In this blog, we are going to review the Copy Data activity. The Copy Data activity can be used to copy data among data stores located on-premises and in the cloud.

In part four of my Azure Data Factory series, I showed you how you could use the If Condition activity to compare the output parameters from two separate activities. We determined that if the last modified date of the file (located in blob storage) was greater than the last load time then the file should be processed. Now we are going to proceed with that processing using the Copy activity. If you are new to this series you can view the previous posts here:

If Condition Activity – If True activities

As mentioned in the intro, we are going to pick up where we left on in the last blog post. Remember that the If Condition activity evaluates an expression and returns either true or false. If the result is true then one set of activities are executed and if the result is false then another set of activities will be executed. In this blog post we are going to focus on the If True activities.

  • First, select the If Condition activity and then click on activities from the properties pane, highlighted in yellow in the image below.
  • Next, click on the box “Add if True Activity”.

image

This will launch a new designer window, and this is where we will be configuring our Copy Data activity.

image

Copy Data Activity, setup and configuration

Fortunately the Copy Data activity is rather simple to set up and configure, this is a good thing since it is likely you will be using this activity quite often. The first thing we need to do is add the activity to our pipeline. Select the Copy Data activity from the Data Transformation category and add it to the pipeline.

image

Now we need to set up the source and the sink datasets, and then map those datasets. You can think of the sink dataset as the destination for all intents and purposes.

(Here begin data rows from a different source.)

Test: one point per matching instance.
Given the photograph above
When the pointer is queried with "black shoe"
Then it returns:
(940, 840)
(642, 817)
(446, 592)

Select the copy data activity and then click on the Source tab found in the properties window. For the dataset I am simply going to choose the same dataset we used in our first blog in this series.

image

Creating the Sink dataset in Azure Data Factory

Now it’s time to set up the Sink (destination) dataset. My destination dataset in this scenario is going to be an Azure SQL Database. I am going to click on Sink and then I will click on + New.

image

When you click on + New, this will launch a new window with all your data store options. I am going to choose Azure SQL Database.

image

This will launch a new tab in a Azure Data Factory where you can now configure your dataset. In the properties window select “Connection”, here you will select your linked service, this is your connection to your database. If you haven’t already created a linked service to your database then click on + New. Clicking new will open up a new window where you can input the properties for your linked service. Take a look at the screenshot below:

image

Once the linked service account has been created I will select the table I want to load. All available tables will show up in the drop down list. I will select my dbo.emp table from the drop down.

image

The final step for the dataset is to import the schema, this will be used when we perform the mapping between the source and sink datasets. Next, I am going to click on the Schema tab. On the Schema tab I will select import schema, this actually returns a column that I don’t need and so I will remove the column from the schema as well. Take a look at steps three and four in the following screenshot:

image

Copy Data activity – Mapping

Now that the source and sink datasets have been configured, it’s time to finish configuring the Copy Data activity. The final step is to map these two datasets. Now I will navigate back to the pipeline and click on the copy data activity. From the properties window I will select the Mapping tab. Then I will import the schemas, importing schemas will import the schemas from the source and the destination. This step will also attempt to automatically map the source and the destination as well and so it is important to verify that the mapping is correct. Unfortunately my source dataset was a file and it did not have any column headers. Azure Data Factory automatically created the column headers Prop_0 and Prop_1 for my first and last name columns. Take a look at the following screenshot:

image

This was a simple application of the Copy Data activity, in a future blog post I will show you how to parameterize the datasets to make this process dynamic. Thanks for reading my blog!

Advertisement

Quick Tips – Export data from Power BI using R

One of my favorite tricks in Power BI is to use R integration to quickly export data outside of Power BI. This is also a very popular question among Power BI enthusiasts. Once users realize the true capabilities and easy of the Power Query editor to transform and clean data they want to clean up their files using Power BI but the challenge is then how do I get the data out?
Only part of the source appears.